Pearson at the Forefront of Merging Computer Science with the Humanities
A $300,000 grant from the National Science Foundation (NSF) will allow Associate Professor of English Kim Pearson and colleagues from Villanova University to design new ways to bridge together college-level courses in computer science and the humanities.
A $300,000 grant from the National Science Foundation (NSF) will allow Associate Professor of English Kim Pearson and colleagues from Villanova University to design new ways to bridge together college-level courses in computer science and the humanities.
“What the NSF does with a lot of its programs is it tries to create models that other educational institutions can replicate or the industry can replicate,” Pearson said. “So the idea here is to be able to create this model curriculum, rigorously evaluate the results, pick up on what works, and modify, adapt, or at least have somebody acknowledge how to do this.”
The classes Pearson and her research colleagues plan to create will include some blend of “writing, video, theater, and computing,” she said. Pearson will prototype a course of this nature in the spring semester, when she teaches a virtual games course with Ursula Wolz, TCNJ professor of computer science. Students in that class will implement storyboards and prototypes (designed by students from a fall-semester games course) to produce a video game that combines digital media, storytelling, and computer science.
“We’ve been doing the games course for several years, creating these virtual games,” Pearson said. “One of the things we’ve found is that everyone—the computer scientists, writers, and designers—gets a perspective they wouldn’t get otherwise.”
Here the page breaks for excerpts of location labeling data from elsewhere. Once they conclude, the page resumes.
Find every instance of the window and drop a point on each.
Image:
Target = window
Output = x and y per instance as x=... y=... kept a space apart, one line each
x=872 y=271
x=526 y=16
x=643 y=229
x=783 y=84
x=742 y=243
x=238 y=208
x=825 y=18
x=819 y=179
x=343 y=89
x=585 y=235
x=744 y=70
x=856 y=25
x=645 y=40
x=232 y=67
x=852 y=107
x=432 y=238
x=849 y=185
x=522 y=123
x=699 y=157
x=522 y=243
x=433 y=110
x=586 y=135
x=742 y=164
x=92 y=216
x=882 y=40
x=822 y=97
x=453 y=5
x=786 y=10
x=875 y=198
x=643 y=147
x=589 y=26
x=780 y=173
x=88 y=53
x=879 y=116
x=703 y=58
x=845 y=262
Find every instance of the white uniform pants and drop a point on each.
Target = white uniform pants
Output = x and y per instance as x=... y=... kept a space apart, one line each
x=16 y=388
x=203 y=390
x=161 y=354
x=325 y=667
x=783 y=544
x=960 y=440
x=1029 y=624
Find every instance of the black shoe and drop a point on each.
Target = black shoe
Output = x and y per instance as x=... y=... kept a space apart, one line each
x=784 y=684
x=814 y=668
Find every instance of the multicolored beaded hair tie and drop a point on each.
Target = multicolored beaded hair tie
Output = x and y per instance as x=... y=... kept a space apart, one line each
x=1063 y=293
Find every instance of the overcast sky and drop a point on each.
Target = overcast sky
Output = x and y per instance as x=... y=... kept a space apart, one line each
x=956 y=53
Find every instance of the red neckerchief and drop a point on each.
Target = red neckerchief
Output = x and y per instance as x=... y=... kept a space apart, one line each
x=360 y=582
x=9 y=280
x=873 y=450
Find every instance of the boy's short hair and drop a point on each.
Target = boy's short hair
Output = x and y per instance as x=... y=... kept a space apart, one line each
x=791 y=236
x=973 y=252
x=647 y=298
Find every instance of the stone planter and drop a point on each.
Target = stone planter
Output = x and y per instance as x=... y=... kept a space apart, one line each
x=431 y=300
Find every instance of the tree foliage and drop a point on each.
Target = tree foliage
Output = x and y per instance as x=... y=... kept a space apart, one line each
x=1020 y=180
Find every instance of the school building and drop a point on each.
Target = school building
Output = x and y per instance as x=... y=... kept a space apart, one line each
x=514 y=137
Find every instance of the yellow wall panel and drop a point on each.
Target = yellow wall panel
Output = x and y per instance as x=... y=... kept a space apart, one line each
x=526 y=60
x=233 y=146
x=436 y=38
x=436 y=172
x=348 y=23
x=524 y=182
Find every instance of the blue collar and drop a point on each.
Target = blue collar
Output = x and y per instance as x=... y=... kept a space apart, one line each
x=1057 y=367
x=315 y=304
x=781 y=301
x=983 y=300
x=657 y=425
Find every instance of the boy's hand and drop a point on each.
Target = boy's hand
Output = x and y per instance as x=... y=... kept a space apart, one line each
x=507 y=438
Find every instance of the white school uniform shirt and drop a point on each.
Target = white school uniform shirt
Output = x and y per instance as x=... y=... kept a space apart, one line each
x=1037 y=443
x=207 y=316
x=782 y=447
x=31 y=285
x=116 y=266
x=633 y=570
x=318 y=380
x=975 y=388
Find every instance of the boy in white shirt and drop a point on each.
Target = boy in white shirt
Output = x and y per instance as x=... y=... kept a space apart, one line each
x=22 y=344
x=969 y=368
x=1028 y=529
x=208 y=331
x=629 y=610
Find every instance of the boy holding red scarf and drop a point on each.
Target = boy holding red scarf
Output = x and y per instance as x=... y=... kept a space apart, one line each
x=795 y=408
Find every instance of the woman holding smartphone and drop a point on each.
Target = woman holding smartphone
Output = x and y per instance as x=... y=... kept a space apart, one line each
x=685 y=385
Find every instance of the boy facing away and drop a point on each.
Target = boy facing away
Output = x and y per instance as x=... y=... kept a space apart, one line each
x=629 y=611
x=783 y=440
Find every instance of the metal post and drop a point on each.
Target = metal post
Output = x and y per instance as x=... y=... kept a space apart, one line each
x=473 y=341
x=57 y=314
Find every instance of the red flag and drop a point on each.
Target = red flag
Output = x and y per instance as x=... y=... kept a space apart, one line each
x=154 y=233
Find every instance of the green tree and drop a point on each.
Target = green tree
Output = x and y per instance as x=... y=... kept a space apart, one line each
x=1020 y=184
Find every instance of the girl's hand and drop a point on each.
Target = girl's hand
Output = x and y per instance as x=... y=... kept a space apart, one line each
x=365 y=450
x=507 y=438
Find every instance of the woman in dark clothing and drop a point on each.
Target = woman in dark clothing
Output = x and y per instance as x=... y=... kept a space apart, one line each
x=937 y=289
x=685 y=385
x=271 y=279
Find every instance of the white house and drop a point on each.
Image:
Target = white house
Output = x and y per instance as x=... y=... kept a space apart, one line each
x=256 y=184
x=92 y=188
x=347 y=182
As part of the grant, Pearson and her collaborators also plan to create workshops at which they will showcase to other professors what each can do to implement computing into his or her own pedagogy. Pearson said one of the main reasons she and her collaborators decided to apply for the grant was because many faculty and students in the humanities have yet to really think through the role computing can play in their particular disciplines—despite the fact that many professions are becoming increasingly computing comprehensive. At the same time, it has become crucial for computer scientists to have a range of communication skills, Pearson added.